As for Europe, the long-term performance of its stocks broadly mirrors that of Australia, as measured by the S&P Europe 350 index compared to S&P/ASX 200 index (see Exhibit 5). This is despite the vastly different composition of the European share market, with healthcare, industrials, consumer staples and discretionary sectors making up 53.3% of the market, versus just 26.9% in Australia (see Exhibit 6).


Indeed, there are investors in Australia keen on increasing their portfolio exposure to healthcare companies, driven by the thematic of ageing population, increasing wealth and growing focus on health. Unfortunately, investment choices in the healthcare sector are limited in Australia, outside of CSL, Cochlear and Resmed, as healthcare represents just 8.7% of the S&P/ASX 200 index. Turn your attention to Europe, the choices suddenly proliferate, with the healthcare sector making up 15.8% of the S&P Europe 350 index and made up of behemoths such as Novo Nordisk (diabetes, obesity), Novartis (oncology, immunology), Roche (biopharma, diagnostic), AstraZeneca (you may have heard of them during COVID vaccination craze), to name just a few.

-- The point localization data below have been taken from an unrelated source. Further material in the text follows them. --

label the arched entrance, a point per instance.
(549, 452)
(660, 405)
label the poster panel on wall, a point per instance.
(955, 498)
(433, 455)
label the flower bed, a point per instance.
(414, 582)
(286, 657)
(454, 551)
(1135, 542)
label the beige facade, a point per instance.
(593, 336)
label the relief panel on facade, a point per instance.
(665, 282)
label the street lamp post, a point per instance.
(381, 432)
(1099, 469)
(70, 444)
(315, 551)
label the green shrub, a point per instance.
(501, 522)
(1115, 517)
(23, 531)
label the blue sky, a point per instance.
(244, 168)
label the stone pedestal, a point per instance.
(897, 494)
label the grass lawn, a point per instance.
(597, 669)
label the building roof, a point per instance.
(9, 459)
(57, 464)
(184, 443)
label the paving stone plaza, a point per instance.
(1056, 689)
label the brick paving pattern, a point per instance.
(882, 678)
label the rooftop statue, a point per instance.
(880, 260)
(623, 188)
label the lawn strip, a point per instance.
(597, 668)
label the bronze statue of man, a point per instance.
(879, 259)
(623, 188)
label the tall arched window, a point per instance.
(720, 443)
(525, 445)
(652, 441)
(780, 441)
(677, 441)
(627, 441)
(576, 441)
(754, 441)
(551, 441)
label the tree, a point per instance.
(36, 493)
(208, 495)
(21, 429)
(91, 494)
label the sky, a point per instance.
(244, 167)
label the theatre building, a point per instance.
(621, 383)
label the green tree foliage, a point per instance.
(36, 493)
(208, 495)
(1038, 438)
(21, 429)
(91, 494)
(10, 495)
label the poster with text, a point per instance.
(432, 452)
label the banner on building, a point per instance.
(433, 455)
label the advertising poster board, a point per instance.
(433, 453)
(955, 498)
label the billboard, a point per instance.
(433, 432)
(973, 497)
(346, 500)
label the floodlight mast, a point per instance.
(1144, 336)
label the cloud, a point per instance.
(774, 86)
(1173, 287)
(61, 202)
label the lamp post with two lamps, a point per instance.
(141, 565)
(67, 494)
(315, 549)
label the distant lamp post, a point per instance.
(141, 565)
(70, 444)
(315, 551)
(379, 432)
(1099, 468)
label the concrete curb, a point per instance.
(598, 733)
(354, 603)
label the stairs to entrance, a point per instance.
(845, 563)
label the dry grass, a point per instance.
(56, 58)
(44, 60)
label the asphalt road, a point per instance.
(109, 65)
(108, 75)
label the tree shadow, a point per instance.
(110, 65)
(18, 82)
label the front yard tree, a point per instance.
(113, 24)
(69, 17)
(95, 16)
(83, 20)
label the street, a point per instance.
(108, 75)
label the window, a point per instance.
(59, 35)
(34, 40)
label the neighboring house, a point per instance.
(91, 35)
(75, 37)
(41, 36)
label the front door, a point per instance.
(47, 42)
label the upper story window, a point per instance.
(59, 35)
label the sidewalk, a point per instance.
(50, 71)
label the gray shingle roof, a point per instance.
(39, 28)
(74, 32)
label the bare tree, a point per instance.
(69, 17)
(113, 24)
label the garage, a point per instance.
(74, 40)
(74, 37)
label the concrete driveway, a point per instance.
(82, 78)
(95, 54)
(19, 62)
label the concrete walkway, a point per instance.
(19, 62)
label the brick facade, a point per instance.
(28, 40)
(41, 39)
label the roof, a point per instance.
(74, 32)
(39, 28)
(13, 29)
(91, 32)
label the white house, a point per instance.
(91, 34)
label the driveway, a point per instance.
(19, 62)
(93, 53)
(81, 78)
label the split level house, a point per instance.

From a top-down view, the European market also screens as cheaper than Australia, with forward price-to-earnings calculated by S&P Dow Jones as 12.2, compared to 14.1 for the Australian market (see Exhibit 3).

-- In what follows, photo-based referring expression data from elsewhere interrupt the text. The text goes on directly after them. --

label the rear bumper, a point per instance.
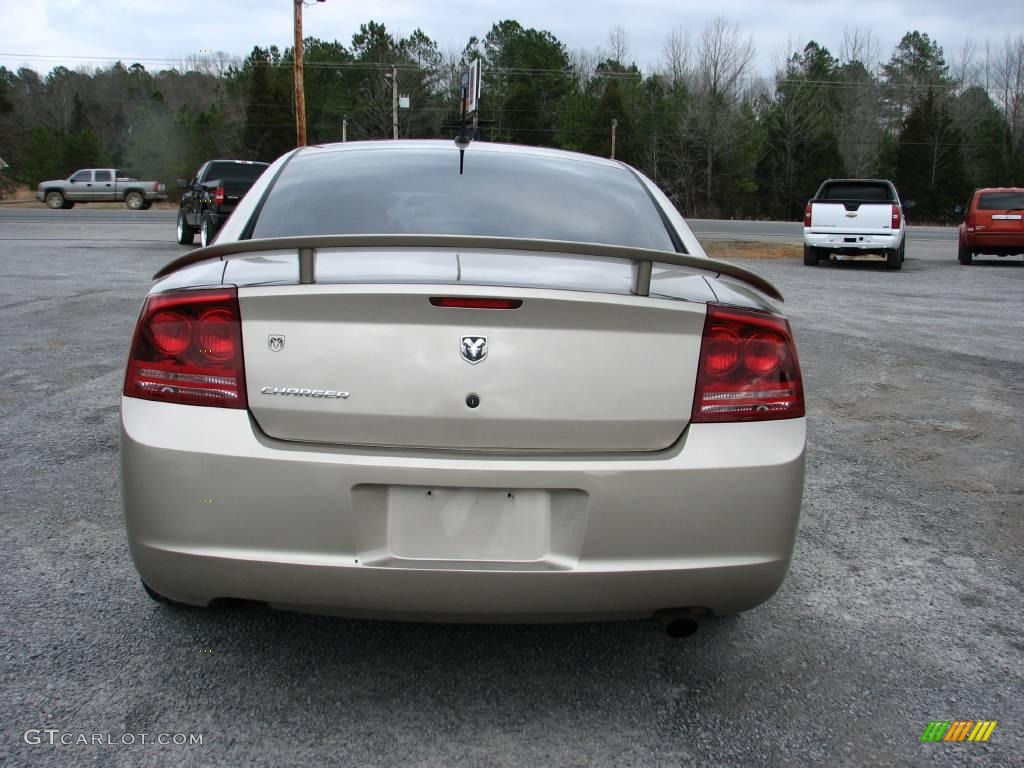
(215, 509)
(1001, 244)
(852, 242)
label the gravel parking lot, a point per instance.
(903, 604)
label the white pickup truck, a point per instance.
(100, 185)
(855, 217)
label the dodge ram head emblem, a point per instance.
(474, 348)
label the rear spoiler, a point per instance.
(642, 258)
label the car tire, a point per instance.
(894, 258)
(207, 230)
(185, 233)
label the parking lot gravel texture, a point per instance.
(903, 604)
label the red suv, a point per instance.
(993, 223)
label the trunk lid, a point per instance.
(567, 371)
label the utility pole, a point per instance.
(394, 100)
(300, 92)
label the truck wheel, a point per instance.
(893, 260)
(207, 231)
(185, 233)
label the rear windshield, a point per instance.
(1000, 201)
(236, 171)
(419, 192)
(866, 192)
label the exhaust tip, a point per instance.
(682, 627)
(681, 623)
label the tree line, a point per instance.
(720, 139)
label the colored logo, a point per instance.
(958, 730)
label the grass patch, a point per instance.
(742, 249)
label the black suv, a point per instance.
(211, 196)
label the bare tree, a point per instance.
(723, 56)
(857, 126)
(1009, 87)
(619, 44)
(676, 55)
(860, 44)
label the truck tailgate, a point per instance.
(851, 217)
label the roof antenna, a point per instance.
(470, 94)
(462, 142)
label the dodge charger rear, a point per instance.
(505, 384)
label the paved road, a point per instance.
(132, 221)
(903, 603)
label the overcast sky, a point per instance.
(97, 32)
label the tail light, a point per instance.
(460, 302)
(749, 369)
(187, 349)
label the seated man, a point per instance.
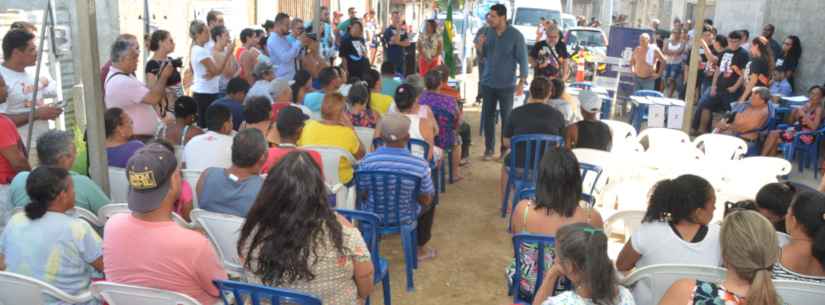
(233, 190)
(394, 156)
(213, 148)
(748, 118)
(146, 248)
(290, 124)
(56, 148)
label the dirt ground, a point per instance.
(471, 239)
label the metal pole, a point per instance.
(46, 19)
(92, 91)
(690, 95)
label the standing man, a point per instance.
(396, 39)
(502, 47)
(282, 53)
(643, 62)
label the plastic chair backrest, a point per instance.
(800, 293)
(365, 135)
(121, 294)
(541, 242)
(391, 195)
(532, 148)
(721, 147)
(223, 231)
(649, 284)
(234, 292)
(21, 289)
(191, 176)
(118, 184)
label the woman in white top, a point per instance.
(803, 259)
(205, 70)
(675, 228)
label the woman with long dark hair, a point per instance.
(293, 239)
(44, 242)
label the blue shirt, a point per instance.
(399, 160)
(282, 54)
(501, 54)
(314, 100)
(235, 107)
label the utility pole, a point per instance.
(92, 91)
(690, 95)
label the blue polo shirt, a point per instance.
(501, 54)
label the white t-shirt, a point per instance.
(658, 244)
(200, 84)
(210, 149)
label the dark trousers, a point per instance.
(203, 100)
(503, 97)
(425, 224)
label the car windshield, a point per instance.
(532, 16)
(586, 38)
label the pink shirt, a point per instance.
(127, 92)
(160, 255)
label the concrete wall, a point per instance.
(798, 17)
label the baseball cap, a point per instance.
(589, 101)
(261, 68)
(291, 117)
(394, 126)
(148, 172)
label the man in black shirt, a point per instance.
(549, 57)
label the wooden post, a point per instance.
(690, 94)
(92, 91)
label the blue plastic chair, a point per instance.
(588, 170)
(393, 196)
(541, 242)
(240, 292)
(638, 113)
(368, 225)
(525, 173)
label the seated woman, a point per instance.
(293, 239)
(183, 128)
(748, 280)
(118, 132)
(46, 244)
(581, 256)
(805, 118)
(558, 203)
(360, 112)
(675, 227)
(803, 259)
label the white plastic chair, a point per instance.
(223, 231)
(330, 157)
(191, 176)
(21, 289)
(649, 284)
(121, 294)
(624, 223)
(721, 147)
(800, 293)
(118, 184)
(365, 135)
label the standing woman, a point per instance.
(354, 52)
(205, 70)
(430, 47)
(161, 45)
(761, 66)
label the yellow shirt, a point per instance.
(316, 133)
(380, 102)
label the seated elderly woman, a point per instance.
(293, 239)
(46, 244)
(747, 118)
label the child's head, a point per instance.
(582, 252)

So, what European healthcare stocks tickle Morningstar analysts’ fancy at current prices? Come to think of it, what do we like in all the prominent sectors of each market that has been discussed in this report? The answer is contained in Exhibit 7, showing the relevant attractive shares trading at discounts to our fair value estimates.

Fair value estimates

In the first instance, the list is filtered to prioritise stocks from Morningstar’s Global Best Idea List. Where we do not have such Best Ideas in the prominent sectors of each market, we have included stocks trading at the largest discounts to our analysts’ fair value estimates.

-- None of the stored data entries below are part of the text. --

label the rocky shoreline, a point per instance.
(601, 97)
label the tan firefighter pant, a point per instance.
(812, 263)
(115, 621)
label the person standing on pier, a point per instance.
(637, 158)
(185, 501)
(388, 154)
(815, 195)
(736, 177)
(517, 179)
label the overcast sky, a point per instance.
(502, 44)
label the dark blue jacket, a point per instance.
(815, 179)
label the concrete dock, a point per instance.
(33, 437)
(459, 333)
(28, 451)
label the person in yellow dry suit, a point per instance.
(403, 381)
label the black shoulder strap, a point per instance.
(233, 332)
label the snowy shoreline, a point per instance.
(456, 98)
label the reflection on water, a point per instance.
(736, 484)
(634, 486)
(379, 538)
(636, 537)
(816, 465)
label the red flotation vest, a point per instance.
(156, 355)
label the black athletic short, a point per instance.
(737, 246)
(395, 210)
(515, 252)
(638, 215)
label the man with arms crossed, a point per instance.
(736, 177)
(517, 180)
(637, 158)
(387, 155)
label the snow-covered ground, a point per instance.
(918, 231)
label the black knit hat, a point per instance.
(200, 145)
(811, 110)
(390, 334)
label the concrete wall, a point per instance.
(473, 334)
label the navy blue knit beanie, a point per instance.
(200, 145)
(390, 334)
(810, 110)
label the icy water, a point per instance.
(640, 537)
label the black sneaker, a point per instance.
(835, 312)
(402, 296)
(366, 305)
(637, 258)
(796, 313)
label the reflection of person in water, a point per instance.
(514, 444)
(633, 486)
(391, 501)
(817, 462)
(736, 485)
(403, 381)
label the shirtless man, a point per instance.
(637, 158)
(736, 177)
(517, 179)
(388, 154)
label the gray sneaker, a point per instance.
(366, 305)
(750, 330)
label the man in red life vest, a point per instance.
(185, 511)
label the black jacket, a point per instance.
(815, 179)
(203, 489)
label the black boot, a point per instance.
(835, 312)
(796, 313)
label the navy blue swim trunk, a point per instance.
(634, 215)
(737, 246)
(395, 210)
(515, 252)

A pretty eclectic group of undervalued stocks on this list, starting with two prominent major banks on one end of S&P/ASX 200 barbell (Westpac, ANZ) and two lesser-known miners on the other end of the barbell (Iluka, South32). We have two smallish stocks for technology exposure to the US S&P 500 (Teradyne, Snowflake), not surprising given the elevated multiples of the larger-cap US tech stocks.

There is a bunch of cheap-looking stocks in China’s key sectors for those willing to traverse the wild side of emerging market investing.

Exposure to Japan’s big industrial sector is represented by Harmonic Drive Systems (gears or speed reducers) and Nabtesco (motion control technology), while Nissan (carmaker) and Mercari (second-hand good trading platform) provide exposure to Japan’s equally significant consumer discretionary/cyclical sector.

As for exposure to Europe’s sizable healthcare sector, shares in Fresenius (dialysis, injectable therapies) and Roche (biopharma, diagnostic) screen as undervalued.

However, the key message in this report is the value of knowing the index weightings of different global markets. It not only informs an investor about the key sectoral influences on each market, but serves as a roadmap on where to look to gain meaningful exposures to desired industries. Go fish where the fish are, not where you happened to set up camp.